John looked over at her and raised his left eyebrow. “To verify an experience, you must be able to observe it objectively. You have to be able to replicate it. Extrasensory perception has never been verified.”
Brandy shrugged. “It occurs in moments of deep emotion. You can’t test emotions in the lab.”
They both stepped out of the car. “I’ll say one thing,” John guided her around the small cement figure of an angel, “at the risk of resorting to New Age physics, living with you tends to verify the uncertainty principle.”

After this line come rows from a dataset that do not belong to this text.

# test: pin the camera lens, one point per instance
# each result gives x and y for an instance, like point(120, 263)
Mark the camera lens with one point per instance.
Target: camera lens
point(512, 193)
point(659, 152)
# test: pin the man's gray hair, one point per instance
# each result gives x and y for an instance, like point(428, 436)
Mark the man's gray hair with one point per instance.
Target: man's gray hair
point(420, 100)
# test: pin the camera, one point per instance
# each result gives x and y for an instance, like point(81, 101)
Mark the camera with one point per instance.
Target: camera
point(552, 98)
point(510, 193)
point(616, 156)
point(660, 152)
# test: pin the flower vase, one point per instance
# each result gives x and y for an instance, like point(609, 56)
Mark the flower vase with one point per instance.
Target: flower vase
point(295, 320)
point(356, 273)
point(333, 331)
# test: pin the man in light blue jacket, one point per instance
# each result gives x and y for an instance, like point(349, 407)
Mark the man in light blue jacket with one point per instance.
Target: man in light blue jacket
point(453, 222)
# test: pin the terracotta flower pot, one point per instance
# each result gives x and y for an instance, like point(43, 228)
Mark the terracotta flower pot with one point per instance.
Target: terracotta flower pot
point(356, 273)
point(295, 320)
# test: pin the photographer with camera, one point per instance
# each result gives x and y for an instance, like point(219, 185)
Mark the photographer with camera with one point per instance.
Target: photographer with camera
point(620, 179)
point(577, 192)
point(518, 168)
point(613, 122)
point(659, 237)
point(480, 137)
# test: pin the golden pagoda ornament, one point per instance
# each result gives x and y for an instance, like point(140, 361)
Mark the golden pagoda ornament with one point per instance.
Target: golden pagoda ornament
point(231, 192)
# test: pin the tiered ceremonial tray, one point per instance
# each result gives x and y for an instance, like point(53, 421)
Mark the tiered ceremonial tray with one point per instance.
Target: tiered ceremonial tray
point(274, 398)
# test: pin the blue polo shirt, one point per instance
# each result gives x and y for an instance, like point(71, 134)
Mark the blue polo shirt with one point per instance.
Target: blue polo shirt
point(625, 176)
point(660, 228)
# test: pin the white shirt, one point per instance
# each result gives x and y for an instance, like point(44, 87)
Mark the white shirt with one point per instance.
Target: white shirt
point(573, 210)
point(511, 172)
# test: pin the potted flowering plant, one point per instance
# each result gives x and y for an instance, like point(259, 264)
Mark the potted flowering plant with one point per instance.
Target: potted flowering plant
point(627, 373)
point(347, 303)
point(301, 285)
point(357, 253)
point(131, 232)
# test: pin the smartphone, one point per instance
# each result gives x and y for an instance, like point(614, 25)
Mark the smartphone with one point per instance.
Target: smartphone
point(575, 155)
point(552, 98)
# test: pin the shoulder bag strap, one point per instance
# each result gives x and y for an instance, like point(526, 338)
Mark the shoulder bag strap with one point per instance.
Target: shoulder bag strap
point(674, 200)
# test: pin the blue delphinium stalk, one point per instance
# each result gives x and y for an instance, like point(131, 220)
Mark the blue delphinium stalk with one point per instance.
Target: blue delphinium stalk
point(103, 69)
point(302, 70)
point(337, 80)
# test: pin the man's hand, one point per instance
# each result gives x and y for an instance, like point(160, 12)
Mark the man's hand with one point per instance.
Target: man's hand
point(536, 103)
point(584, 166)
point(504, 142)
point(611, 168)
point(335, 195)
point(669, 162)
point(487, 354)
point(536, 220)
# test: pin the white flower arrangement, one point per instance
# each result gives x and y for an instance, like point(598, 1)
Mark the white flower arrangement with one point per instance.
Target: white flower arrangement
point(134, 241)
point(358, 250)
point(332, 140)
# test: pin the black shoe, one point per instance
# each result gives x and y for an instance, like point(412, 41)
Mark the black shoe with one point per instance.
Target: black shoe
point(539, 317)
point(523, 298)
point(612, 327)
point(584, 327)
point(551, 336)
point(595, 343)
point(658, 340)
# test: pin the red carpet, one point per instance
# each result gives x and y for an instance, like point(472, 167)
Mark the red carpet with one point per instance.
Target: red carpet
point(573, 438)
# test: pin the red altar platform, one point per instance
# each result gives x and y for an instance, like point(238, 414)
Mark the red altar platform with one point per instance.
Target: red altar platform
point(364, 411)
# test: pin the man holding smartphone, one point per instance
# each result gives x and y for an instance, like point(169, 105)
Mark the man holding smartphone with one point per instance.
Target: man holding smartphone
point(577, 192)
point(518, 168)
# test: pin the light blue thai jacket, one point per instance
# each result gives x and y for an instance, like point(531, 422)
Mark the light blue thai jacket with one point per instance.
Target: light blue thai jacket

The only sound came from the wind in the trees, the only smell from the moldy odor of decaying leaves. Brandy knew now why Adrian wasn’t buried here. Sybil survived him. She wouldn’t want him near his true wife. As it was, she had to live with his monument to Ada.
Cradling the flowers, Brandy led the way over a deep bed of pine needles and past weathered headstones and overgrown family plots. She stopped near the outer fence and a thicket of crepe myrtle and looked up at the memorial that had dominated her thoughts for weeks. The limb of a water oak cast a shadow across the base, but a ray of sunlight shone over the firm stone face, the uplifted arm, the purposeful stance.
Again Brandy read the still visible lines from “Lenore.” She whispered, only partly to John. “We finally exposed the ‘fiends’ below.’” She turned to John. “If you stare for a few minutes at Ada’s face now, she seems to smile.”
“Stare at any object long enough, and it appears to waver.” He took her hand and said, not unkindly, “An illusion. She isn’t really here, you know.”
But Brandy was only half listening. She was thinking again about her grandmother’s theory. “I don’t know where she is,” she said, her eyes still on the silent face and the line of its stone lips. For an instant they seemed to curve upward.